I suggest you look into getting an IR receiver, such as the PNAA4614 or PNA4612 (there are plenty others such as the Vishay ones, all can be found on Digikey).
These have built-in circuitry to take an IR signal, amplify it and also get rid of some noise. It'll make your life a whole lot easier, and the range can be pretty good depending upon your emitter LEDs.
If you're going this route, when you buy your IR detector play close attention to the "carrier frequency". This will be some standard value like 38kHz or 56.9 kHz.
You will need another 555 timer, to output that certain carrier frequency into one of the inputs to a NAND gate. To do this, you can use the formula provided in the 555 timer datasheet and calculate the R1, R2 and C1 values you will need. Else you can use a microcontroller to continuously output the carrier frequency (less parts required).
The other input will be from your 555 timer generating your 2.5 and 4 kHz pulses.
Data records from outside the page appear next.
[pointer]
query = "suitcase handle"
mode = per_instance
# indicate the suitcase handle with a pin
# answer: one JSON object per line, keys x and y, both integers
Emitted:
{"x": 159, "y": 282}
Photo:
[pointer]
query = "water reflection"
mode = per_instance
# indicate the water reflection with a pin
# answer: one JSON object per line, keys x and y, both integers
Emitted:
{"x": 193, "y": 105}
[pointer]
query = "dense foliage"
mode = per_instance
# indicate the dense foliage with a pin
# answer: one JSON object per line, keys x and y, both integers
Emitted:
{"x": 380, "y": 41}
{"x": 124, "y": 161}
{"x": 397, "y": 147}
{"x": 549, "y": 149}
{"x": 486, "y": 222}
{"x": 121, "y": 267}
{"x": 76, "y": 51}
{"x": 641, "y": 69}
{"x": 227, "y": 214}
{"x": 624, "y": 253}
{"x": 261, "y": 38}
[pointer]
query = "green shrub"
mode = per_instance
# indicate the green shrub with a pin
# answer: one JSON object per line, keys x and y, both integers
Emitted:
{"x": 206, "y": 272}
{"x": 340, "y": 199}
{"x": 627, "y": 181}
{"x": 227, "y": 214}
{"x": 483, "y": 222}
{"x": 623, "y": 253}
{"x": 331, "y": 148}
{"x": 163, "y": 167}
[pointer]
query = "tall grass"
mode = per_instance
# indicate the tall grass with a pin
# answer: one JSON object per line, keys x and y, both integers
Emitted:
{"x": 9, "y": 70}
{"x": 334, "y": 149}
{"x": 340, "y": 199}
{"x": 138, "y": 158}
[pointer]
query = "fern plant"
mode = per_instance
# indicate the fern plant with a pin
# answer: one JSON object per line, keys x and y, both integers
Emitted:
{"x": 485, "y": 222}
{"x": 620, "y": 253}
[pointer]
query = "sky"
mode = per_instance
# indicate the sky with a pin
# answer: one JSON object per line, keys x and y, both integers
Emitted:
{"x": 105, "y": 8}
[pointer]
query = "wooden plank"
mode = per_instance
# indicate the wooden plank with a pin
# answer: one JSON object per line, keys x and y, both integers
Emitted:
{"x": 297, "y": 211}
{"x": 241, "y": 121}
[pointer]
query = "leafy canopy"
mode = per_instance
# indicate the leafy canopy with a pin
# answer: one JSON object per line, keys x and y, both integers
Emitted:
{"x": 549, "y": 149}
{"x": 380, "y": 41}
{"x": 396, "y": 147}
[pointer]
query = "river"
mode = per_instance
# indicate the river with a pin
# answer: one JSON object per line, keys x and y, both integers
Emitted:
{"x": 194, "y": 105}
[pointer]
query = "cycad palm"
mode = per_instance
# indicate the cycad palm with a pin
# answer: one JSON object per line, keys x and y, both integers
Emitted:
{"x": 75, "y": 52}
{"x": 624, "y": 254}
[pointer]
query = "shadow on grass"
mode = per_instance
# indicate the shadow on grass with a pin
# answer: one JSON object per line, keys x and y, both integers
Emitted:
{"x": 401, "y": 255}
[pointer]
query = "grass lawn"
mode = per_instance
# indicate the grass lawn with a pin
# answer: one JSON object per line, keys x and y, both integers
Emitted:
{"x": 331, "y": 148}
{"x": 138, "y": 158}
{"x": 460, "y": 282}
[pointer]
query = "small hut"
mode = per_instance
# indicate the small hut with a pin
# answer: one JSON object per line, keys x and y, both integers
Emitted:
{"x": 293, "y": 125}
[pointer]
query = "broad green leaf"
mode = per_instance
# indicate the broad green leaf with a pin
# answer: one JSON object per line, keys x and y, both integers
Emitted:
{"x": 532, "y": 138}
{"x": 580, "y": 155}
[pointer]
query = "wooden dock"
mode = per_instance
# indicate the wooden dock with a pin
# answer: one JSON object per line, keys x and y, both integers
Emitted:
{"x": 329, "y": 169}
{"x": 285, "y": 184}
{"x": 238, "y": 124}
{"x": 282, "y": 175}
Connect the output of the NAND gate to the IR LEDs, and now you'll have your LEDs flashing, through the carrier frequency, at 2.5 and 4kHz.
On the other end, you could simply hook the receiver module signal line to a microcontroller and perhaps using the CCP module; figure out the frequency.
With this, pretty much what ever you send on the emitter side, should be the same that is coming out on the detector side (not counting IR noise, etc.)
One thing to remember, the NAND gate will invert the output, so a high signal will result as a low signal to the microcontroller. Easily fixed in software.
This is a good website for infrared tinkering:
http://www.rentron.com/Infrared_Communication.htm
-Omar